May 22nd, 2015 § Comments Off on PRESENTATION: 1984 Redux: The long term materiality of the Kindle infrastructure § permalink

Abstract: The launch of the Kindle in 2007 marked the arrival of the eBook as a marketable phenomenon and in the following years, the eBook marketplace has gone from strength to strength. Amazon has consolidated its position as the market leader through created a complex proprietary infrastructure that has locked users into the Kindle system. This spans the ubiquitous hardware, software, large store and range of services which constitute the Kindle brand.

This has a caveat, as it means that all the data and infrastructure is reliant on Amazon’s continual investment in the Kindle brand. Due to the cloud-based storage of the Kindle’s data and the limited lifespan of the hardware, users are reliant on Amazon’s continual support. This transition is from book-as-object to book-as-service, which has some exciting opportunities but leaves consumers, and book historians, vulnerable to losing important historical data. The removal of data is not without precedent, as a copy of George Orwell was removed from users’ Kindles directly once it was discovered the publisher did not own the rights to the novel. More recently, Amazon discontinued their Kindle Popular Highlights website which offered an annotation corpus of over one million individual highlights, which is now no longer available.

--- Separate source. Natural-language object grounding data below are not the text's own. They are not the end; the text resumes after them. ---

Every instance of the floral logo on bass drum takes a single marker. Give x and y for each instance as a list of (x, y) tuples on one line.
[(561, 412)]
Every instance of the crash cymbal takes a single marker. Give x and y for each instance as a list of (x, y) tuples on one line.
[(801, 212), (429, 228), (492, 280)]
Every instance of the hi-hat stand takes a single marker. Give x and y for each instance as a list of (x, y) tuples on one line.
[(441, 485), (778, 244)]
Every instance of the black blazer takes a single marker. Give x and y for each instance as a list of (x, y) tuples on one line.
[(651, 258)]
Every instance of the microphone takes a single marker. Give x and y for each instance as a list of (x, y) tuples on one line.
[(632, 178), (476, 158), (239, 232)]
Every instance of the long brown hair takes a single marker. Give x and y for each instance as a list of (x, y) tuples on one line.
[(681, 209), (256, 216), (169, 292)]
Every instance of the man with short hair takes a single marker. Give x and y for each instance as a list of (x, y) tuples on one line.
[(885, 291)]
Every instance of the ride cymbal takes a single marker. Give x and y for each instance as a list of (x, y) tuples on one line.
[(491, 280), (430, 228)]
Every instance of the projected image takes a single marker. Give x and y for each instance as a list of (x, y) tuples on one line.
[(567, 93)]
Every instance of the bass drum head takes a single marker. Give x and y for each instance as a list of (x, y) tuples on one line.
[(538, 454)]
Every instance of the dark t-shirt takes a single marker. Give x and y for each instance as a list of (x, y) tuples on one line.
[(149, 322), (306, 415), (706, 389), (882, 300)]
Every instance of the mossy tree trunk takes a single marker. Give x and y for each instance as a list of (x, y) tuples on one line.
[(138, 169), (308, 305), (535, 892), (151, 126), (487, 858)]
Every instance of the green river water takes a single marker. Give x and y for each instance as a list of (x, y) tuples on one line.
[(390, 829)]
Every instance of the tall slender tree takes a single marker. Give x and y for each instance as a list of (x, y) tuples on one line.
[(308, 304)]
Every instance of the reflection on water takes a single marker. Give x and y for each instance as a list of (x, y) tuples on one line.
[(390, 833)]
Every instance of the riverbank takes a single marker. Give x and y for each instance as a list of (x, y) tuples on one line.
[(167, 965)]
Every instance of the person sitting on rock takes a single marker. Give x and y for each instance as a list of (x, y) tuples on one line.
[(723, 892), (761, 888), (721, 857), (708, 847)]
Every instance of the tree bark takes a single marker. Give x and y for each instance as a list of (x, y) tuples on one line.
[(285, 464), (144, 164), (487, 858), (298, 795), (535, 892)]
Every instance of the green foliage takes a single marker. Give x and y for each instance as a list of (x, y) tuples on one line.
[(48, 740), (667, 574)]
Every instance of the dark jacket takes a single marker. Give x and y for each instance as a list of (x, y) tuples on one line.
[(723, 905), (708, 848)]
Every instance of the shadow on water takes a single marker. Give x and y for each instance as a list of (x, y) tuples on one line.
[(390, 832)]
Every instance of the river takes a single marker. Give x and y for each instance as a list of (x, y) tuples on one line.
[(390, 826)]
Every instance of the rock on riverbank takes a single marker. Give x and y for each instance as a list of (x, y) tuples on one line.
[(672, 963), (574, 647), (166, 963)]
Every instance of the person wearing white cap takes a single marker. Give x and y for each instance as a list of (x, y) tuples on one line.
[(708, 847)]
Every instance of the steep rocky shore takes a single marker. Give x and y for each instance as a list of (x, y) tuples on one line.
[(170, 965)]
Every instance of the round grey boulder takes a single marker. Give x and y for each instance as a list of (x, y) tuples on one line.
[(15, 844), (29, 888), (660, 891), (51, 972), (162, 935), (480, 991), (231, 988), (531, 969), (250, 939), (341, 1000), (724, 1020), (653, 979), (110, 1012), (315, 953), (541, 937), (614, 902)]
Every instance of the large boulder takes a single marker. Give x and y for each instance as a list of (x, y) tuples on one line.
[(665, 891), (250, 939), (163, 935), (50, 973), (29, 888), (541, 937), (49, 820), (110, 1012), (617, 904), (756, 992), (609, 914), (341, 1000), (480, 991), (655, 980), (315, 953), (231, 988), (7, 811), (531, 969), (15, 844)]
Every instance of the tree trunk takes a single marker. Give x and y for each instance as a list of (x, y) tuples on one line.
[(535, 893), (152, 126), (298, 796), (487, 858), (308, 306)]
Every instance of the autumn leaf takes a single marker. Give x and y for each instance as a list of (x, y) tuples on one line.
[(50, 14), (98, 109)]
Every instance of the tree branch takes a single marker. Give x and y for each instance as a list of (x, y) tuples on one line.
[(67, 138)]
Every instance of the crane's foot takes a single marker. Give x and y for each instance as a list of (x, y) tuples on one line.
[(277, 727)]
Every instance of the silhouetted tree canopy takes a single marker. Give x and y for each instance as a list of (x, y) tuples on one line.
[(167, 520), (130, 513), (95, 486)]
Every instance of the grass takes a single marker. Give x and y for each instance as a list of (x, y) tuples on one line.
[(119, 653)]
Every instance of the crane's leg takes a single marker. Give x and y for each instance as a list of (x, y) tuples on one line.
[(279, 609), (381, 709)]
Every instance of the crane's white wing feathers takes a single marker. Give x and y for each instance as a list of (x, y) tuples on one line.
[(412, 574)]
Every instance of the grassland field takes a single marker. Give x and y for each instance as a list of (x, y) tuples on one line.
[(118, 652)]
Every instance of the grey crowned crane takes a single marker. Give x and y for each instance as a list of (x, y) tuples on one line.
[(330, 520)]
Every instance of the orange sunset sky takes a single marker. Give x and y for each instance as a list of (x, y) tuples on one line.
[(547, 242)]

In order to understand the complex materiality of the Kindle’s infrastructure, it is important to understand how it creates a situation in which we have landed into the precarious reliance on Amazon to preserve the infrastructure. The current project explores the precarious materiality of the Kindle infrastructure and the difficulties it presents for contemporary and future book historians who wish to delineate a comprehensive account of digital book culture in the early twenty-first century. As a corollary, the paper will suggest some solutions to the problem that can be undertaken currently including the urgent need to preserve the evidence that is proliferating on the Kindle infrastructure.